Data, not fear, should drive CT decisions in pregnancy

2006 07 06 17 09 33 706

Deciding whether to scan a pregnant patient with CT can be one of the toughest decisions in radiology. The idea of irradiating a fetus is troubling to patient and doctor alike.

Yet there are situations when an abdominal scan CT of the expectant patient -- presenting, for example, with suspected acute appendicitis and equivocal ultrasound -- is the safest choice for the well-being of the mother and therefore the fetus. And there are situations that are less clear-cut, which must be navigated with great care.

At Stanford University's International Symposium on Multidetector-Row CT in San Francisco, two presenters addressed some of the risks and fears of CT in pregnancy.

Cynthia McCollough, Ph.D., an associate professor of radiologic physics at the Mayo Clinic in Rochester, MN, discussed the evidence and consensus policies of leading organizations for several indications.

In another presentation, Dr. Fergus Gleeson from Oxford University in the U.K. discussed his team's evidence-based protocol for dealing with suspected pulmonary embolism in pregnant patients, staking out a limited role for ventilation-perfusion (V/Q) scanning that Gleeson considers unwarranted for the general patient population.

2006 07 06 17 09 33 706
Video View this clip
Above, chest and abdominal MDCT of a pregnant patient with suspected acute appendicitis. Ultrasound was equivocal; MDCT demonstrated a ruptured appendix. Images courtesy of Dr. Michael Brant-Zawadski.

"Different people, depending on their perceptions about radiation risk, have very different reactions to looking at this video," McCollough said in her talk. "The question becomes, is this (scan) a bad thing?"

For the patient(s) in the video it clearly wasn't.
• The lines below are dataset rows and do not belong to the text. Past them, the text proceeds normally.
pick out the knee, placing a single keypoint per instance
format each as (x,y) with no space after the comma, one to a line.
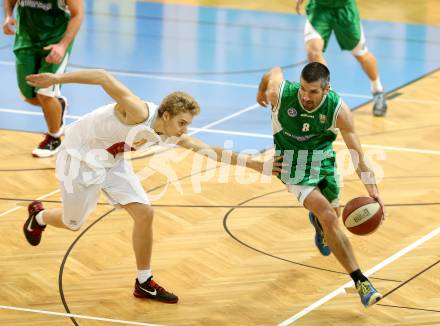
(72,224)
(72,227)
(328,219)
(43,98)
(32,100)
(145,215)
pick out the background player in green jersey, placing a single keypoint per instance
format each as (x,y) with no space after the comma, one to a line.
(342,17)
(306,117)
(45,30)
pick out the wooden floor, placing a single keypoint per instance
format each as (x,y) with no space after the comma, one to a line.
(263,268)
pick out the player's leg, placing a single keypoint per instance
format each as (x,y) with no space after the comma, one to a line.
(350,36)
(124,189)
(78,201)
(54,107)
(340,245)
(336,239)
(317,31)
(369,65)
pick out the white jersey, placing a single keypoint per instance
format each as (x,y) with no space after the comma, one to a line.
(99,138)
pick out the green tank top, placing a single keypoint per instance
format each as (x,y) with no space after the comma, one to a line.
(40,22)
(305,137)
(330,3)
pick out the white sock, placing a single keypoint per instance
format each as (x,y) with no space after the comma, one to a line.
(376,86)
(57,134)
(144,275)
(39,218)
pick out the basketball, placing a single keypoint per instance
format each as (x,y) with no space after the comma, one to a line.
(362,215)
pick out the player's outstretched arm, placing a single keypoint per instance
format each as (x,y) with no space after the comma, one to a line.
(196,145)
(131,109)
(269,87)
(345,123)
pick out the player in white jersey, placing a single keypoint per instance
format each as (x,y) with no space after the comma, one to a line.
(92,160)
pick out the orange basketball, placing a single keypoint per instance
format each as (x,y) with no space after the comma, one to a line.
(362,215)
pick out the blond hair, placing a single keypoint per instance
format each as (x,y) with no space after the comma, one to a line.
(178,102)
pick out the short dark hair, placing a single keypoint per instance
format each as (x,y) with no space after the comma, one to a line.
(315,71)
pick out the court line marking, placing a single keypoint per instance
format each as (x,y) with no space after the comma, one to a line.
(220,83)
(341,289)
(47,312)
(248,134)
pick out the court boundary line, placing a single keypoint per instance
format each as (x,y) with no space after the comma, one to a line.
(341,289)
(64,314)
(242,85)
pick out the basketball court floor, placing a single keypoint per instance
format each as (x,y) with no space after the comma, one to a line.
(236,249)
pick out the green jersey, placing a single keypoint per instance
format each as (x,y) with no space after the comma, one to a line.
(305,137)
(330,3)
(40,22)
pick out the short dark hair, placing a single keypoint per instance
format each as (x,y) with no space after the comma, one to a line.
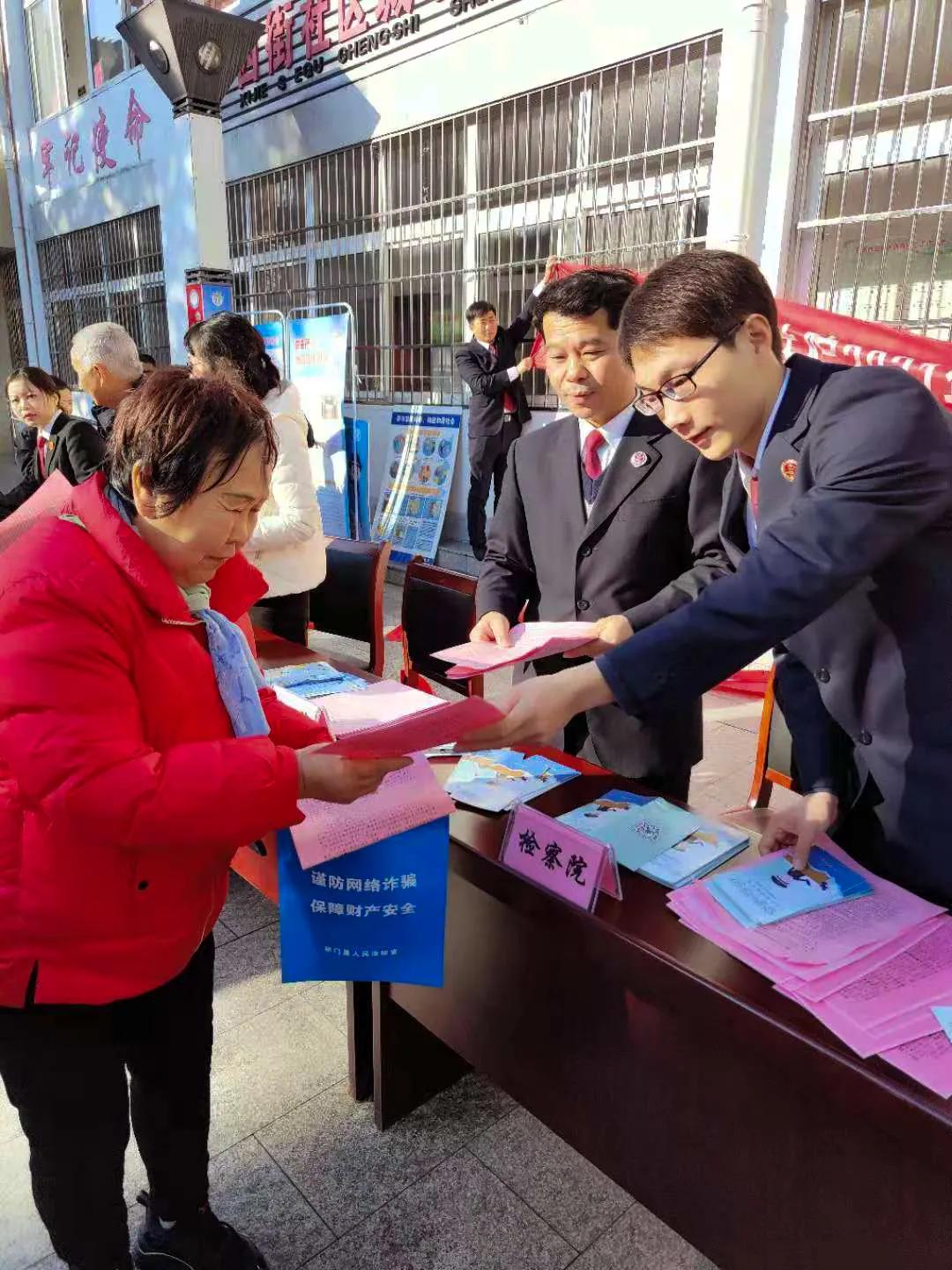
(38,377)
(700,295)
(231,340)
(479,309)
(184,430)
(585,292)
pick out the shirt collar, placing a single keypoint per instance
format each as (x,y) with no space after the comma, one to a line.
(612,430)
(752,469)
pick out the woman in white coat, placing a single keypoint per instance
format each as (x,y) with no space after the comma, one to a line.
(288,542)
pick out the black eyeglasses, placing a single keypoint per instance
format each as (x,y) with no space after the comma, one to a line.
(680,387)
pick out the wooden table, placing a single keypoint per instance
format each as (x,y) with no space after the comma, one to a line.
(720,1105)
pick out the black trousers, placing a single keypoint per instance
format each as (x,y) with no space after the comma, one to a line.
(674,784)
(487,464)
(65,1072)
(285,615)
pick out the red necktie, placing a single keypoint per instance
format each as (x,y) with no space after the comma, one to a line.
(508,399)
(589,455)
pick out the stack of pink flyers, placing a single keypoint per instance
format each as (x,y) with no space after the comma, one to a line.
(528,641)
(870,970)
(405,799)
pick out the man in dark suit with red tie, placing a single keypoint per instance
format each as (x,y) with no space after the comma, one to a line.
(492,367)
(605,517)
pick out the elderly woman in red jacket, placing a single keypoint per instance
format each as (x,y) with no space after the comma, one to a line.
(138,751)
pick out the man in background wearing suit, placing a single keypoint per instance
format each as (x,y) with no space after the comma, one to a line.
(839,516)
(492,367)
(605,517)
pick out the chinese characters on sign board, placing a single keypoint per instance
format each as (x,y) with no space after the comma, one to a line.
(81,143)
(376,914)
(300,34)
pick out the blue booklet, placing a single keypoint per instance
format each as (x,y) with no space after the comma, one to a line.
(314,680)
(639,828)
(703,851)
(496,780)
(773,889)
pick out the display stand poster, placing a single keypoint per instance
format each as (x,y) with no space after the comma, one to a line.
(358,462)
(417,478)
(273,335)
(317,370)
(376,915)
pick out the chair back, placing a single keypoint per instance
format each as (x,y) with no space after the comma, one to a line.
(439,611)
(773,764)
(349,601)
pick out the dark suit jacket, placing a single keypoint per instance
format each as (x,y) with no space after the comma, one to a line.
(489,384)
(852,573)
(651,545)
(78,451)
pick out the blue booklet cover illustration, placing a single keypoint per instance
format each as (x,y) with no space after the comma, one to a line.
(495,780)
(639,828)
(314,680)
(773,889)
(703,851)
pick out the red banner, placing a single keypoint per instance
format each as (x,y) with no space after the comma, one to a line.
(834,338)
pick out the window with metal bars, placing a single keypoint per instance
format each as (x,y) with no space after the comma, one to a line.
(874,235)
(109,272)
(612,167)
(13,309)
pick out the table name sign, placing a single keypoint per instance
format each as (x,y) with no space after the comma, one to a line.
(559,857)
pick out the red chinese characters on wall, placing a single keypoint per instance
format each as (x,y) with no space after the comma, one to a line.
(315,26)
(46,153)
(279,36)
(280,26)
(100,140)
(136,121)
(70,153)
(352,19)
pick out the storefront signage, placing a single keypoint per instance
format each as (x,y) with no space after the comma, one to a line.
(115,129)
(310,42)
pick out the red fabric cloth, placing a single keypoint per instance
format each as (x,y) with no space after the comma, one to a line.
(589,455)
(123,793)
The indications -- suspected acute appendicitis and equivocal ultrasound -- were borne out by the positive finding of a ruptured appendix in the expectant mother. "We irradiated this child in utero … but it was a serious clinical situation and the benefit (of CT imaging) to the mother, and hence the child, outweighs the risk," McCollough said.
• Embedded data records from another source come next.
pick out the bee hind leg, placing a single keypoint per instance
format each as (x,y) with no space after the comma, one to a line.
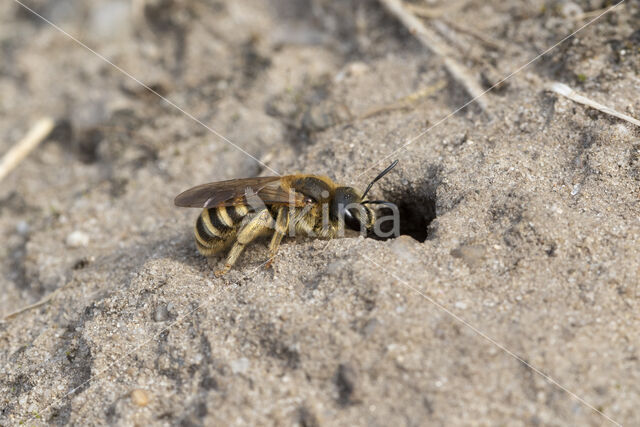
(282,224)
(260,224)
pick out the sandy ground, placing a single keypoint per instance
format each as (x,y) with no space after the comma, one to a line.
(519,252)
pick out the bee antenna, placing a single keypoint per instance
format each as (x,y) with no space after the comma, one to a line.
(380,175)
(377,202)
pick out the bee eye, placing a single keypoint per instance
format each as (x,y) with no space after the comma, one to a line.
(351,219)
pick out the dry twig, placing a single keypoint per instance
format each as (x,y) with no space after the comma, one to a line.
(433,42)
(18,152)
(405,102)
(567,92)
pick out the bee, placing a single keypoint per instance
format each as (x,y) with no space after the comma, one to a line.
(237,211)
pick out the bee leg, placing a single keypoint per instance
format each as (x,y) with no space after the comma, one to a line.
(282,225)
(259,225)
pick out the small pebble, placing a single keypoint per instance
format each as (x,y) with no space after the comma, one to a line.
(240,366)
(77,239)
(161,314)
(570,10)
(140,397)
(461,305)
(22,228)
(576,189)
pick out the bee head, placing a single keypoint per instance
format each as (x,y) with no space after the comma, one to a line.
(354,208)
(347,204)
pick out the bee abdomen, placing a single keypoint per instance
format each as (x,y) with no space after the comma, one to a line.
(215,226)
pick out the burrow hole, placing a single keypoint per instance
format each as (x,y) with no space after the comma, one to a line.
(417,210)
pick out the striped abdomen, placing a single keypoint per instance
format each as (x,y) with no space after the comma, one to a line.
(216,227)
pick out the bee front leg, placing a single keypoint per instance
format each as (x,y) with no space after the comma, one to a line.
(260,224)
(282,225)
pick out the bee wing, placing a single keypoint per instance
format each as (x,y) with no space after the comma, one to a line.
(236,191)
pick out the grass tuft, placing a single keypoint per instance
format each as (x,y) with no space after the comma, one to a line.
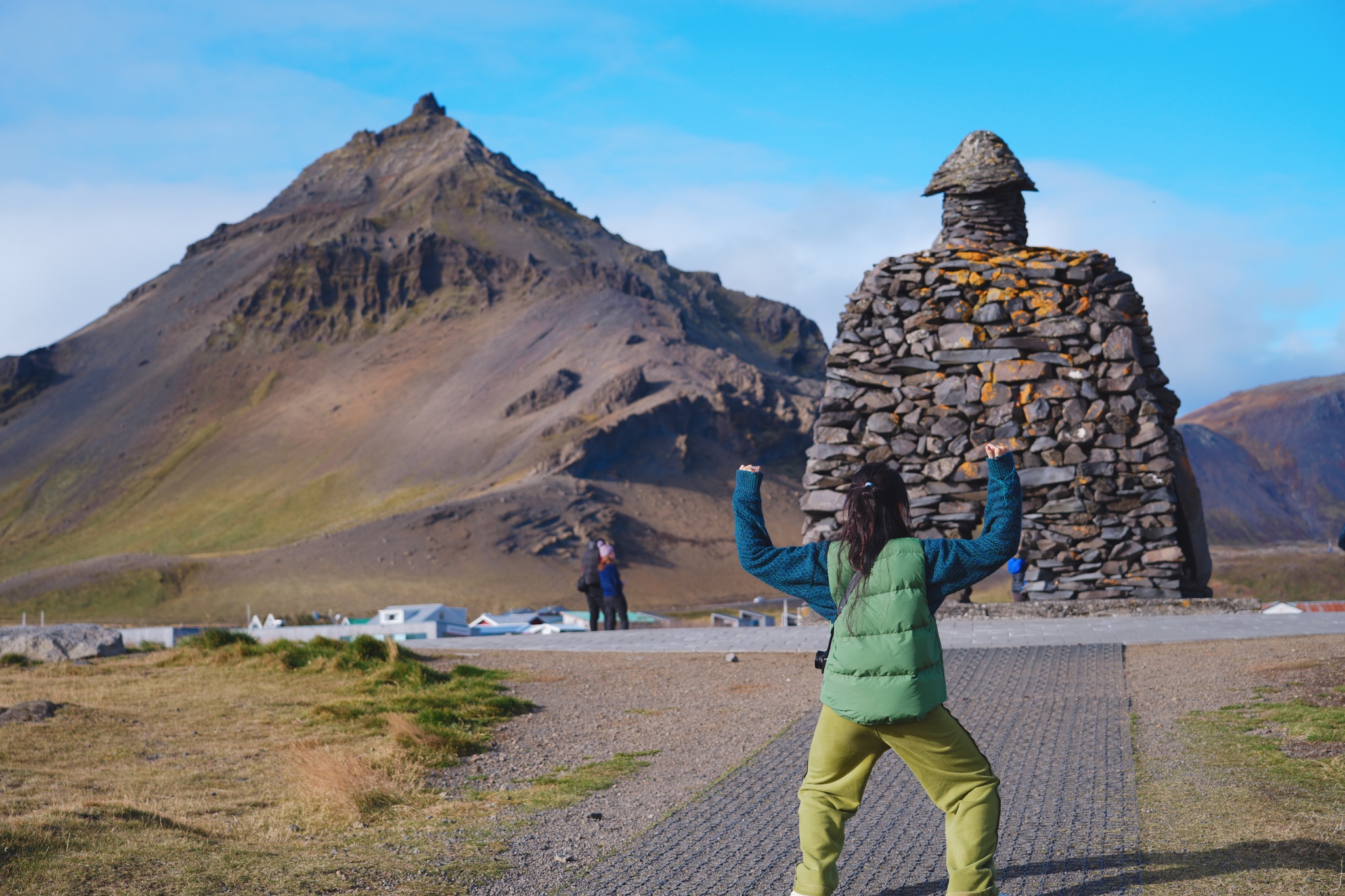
(439,716)
(335,782)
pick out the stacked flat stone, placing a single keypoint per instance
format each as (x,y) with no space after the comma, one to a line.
(1046,351)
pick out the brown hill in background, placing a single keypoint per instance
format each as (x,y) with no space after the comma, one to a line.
(417,373)
(1271,461)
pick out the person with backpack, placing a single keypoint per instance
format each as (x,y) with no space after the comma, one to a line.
(883,681)
(590,584)
(613,590)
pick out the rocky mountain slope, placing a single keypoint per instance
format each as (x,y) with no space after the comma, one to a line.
(414,336)
(1271,461)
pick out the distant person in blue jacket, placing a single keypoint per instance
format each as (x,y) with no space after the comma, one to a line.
(883,683)
(613,591)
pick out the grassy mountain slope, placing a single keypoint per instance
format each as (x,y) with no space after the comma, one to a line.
(1271,461)
(413,323)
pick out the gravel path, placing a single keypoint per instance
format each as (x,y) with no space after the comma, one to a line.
(1063,748)
(954,633)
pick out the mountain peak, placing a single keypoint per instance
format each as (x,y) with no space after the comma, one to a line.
(427,105)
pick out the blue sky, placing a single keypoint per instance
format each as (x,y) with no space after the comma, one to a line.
(783,144)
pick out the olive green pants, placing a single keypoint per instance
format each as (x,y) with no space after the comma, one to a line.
(947,765)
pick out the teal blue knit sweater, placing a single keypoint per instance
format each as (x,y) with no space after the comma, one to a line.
(951,565)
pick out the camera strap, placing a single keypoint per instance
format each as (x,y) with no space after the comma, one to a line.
(845,599)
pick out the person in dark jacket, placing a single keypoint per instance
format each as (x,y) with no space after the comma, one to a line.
(613,591)
(592,585)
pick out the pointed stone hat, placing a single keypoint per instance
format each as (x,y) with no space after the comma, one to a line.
(981,161)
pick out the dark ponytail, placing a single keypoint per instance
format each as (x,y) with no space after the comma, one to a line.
(877,511)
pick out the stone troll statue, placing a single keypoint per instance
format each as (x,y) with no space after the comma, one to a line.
(948,364)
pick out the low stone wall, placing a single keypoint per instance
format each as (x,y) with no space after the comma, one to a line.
(1102,608)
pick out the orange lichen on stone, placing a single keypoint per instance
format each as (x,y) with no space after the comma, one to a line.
(994,394)
(1044,305)
(1056,389)
(1017,371)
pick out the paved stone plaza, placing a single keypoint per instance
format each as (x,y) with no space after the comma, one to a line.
(956,633)
(1053,723)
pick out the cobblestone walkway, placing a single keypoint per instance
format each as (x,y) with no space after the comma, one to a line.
(1053,721)
(954,633)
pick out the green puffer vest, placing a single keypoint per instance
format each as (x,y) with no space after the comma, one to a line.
(885,662)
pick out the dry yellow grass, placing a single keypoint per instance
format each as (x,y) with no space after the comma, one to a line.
(200,777)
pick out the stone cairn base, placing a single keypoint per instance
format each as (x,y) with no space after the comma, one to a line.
(1049,352)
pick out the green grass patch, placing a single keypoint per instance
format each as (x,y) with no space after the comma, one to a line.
(564,789)
(1317,725)
(436,716)
(1289,578)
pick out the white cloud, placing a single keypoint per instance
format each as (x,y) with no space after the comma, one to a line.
(1234,305)
(70,253)
(807,246)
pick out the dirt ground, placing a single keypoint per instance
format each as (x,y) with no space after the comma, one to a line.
(1223,813)
(703,715)
(1206,828)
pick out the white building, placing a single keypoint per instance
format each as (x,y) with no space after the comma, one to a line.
(449,621)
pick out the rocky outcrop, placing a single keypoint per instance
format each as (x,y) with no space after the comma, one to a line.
(23,377)
(1047,351)
(27,711)
(413,322)
(53,644)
At other times the decision can be more difficult. A run of negative CT exams can make a doctor less confident about the decision to scan -- and wonder if CT is being overused, she said.

Certainly an abundance of caution is in order. A number of damaging effects of radiation on the fetus have been documented, primarily from the Japanese nuclear bomb survivor cohort but also from animal studies, McCollough said. At high doses the potential biological damage in utero can be substantial, ranging from childhood cancer to intrauterine growth restriction, small head size, mental retardation, and prenatal death, although the latter has been difficult to trace directly to radiation exposure, she said.
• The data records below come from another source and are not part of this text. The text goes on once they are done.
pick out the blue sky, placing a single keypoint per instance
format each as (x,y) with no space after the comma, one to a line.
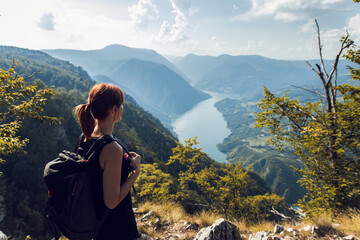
(281,29)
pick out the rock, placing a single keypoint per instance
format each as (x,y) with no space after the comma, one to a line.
(259,236)
(221,229)
(147,216)
(191,226)
(350,237)
(2,236)
(278,229)
(309,228)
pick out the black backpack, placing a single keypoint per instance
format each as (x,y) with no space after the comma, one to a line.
(70,209)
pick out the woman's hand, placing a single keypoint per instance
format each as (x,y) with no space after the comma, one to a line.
(134,160)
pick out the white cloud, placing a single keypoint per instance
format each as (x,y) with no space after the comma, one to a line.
(176,32)
(47,22)
(142,13)
(286,10)
(309,26)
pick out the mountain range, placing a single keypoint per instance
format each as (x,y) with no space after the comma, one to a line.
(245,76)
(155,82)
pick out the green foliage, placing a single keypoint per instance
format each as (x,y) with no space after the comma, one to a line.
(153,185)
(324,134)
(18,101)
(53,72)
(248,143)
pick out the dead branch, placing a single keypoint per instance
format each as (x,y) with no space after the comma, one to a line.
(273,210)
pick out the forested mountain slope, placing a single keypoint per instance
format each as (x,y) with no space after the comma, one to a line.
(155,82)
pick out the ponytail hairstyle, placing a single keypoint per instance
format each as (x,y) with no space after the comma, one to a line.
(102,97)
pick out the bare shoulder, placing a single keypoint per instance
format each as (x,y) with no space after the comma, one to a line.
(111,153)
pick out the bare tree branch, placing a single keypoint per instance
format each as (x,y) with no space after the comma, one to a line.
(320,74)
(314,92)
(344,44)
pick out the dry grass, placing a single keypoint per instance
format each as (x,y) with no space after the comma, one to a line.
(205,218)
(342,225)
(260,226)
(349,223)
(168,210)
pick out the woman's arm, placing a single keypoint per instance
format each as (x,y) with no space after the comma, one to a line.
(111,162)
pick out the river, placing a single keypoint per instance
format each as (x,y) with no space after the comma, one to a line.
(205,122)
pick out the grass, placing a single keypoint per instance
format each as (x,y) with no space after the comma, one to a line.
(349,223)
(172,211)
(175,216)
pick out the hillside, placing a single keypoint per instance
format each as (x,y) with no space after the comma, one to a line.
(138,70)
(246,75)
(21,183)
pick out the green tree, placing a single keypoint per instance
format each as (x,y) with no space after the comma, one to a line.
(153,185)
(18,100)
(324,134)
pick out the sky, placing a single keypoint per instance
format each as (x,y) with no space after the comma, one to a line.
(280,29)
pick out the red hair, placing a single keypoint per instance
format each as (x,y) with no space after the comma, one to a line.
(101,98)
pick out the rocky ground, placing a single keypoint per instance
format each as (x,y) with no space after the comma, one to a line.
(155,228)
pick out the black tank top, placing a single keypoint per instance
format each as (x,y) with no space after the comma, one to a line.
(120,223)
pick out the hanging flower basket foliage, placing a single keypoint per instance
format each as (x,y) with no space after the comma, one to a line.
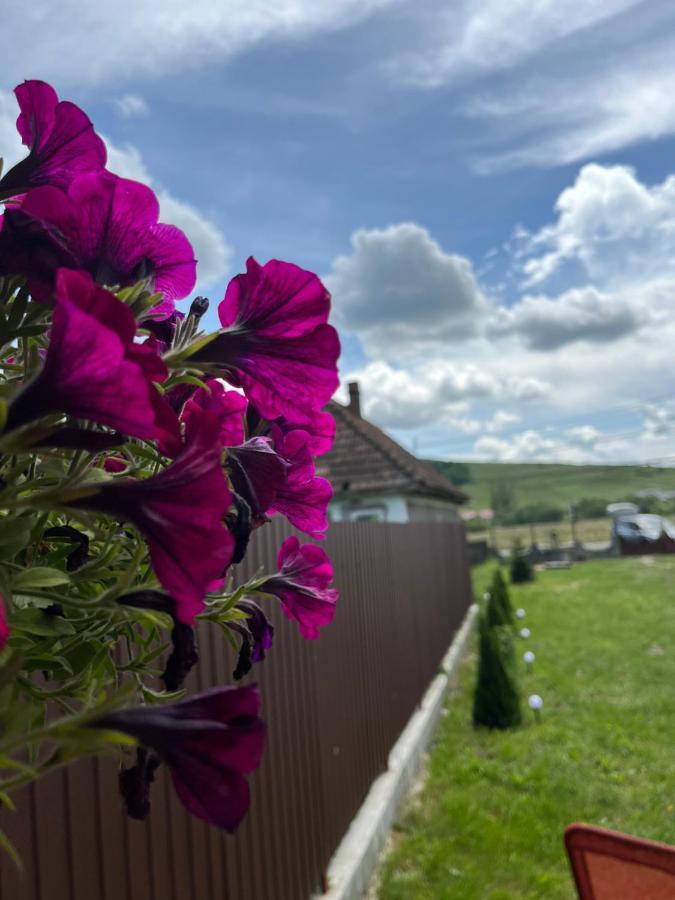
(138,452)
Nevertheless, researchers and radiologic watchdog organizations have long concluded that doses of 50 mGy or less result in extremely low levels of risk to the conceptus. Most commonly CT scans produce well under 50 mGy, most 5-20 mGy at maximum, McCollough said.

McCollough cited a 2004 statement by the Washington, DC-based American College of Obstetricians and Gynecologists (ACOG). "Women should be counseled that x-ray exposure from a single diagnostic procedure does not result in harmful fetal effects," the ACOG wrote. "Specifically, exposure to less than 5 rad (50 mGy) has not been associated with an increase in fetal anomalies or pregnancy loss."

The ACOG also cautioned that concerns over the harmful radiation effects should not affect the appropriate use of imaging.

In 1999, the Advisory Committee on Radiological Protection (ACRP) stated that "prenatal doses from most properly performed diagnostic procedures present no measurably increased risk of prenatal death, malformation, or impairment of mental development over the background incidence of these entities."

The National Council on Radiation Protection and Measurements (NCRP) stated in 1977 that the risk of fetal malformation exceeds control levels only at doses higher than 150 mGy, McCollough noted in an abstract.

In its 2004-2005 bylaws, the Reston, VA-based American College of Radiology (ACR) stated that the interruption of pregnancy is rarely justified by the risk of injury to the embryo or fetus from a single imaging exam.

To balance the potential risks of scanning -- and not scanning -- with the benefits of a CT diagnosis, physicians must evaluate the indications carefully for each patient while steering clear of the emotional response to radiation that is pervasive in society and can lead to bad decision-making, McCollough said.

After all, in popular culture, radiation is a fearful subject that has rarely lent itself to calm discussion.

"Radiation is something created by crazy mad scientists," McCollough said. "A radioactive spider caused Steve Parker to turn into the Amazing Spider-Man, and of course it's also responsible for the Incredible Hulk."

The antidote to hysteria is data-driven discussion, she said. It's important to understand that most knowledge about the effects of radiation in utero has come from a relatively small cohort of pregnant atomic bomb survivors. There were only 2,800 pregnancies in this unfortunate cohort, just 500 of which experienced fetal doses greater than 10 mGy, McCollough said.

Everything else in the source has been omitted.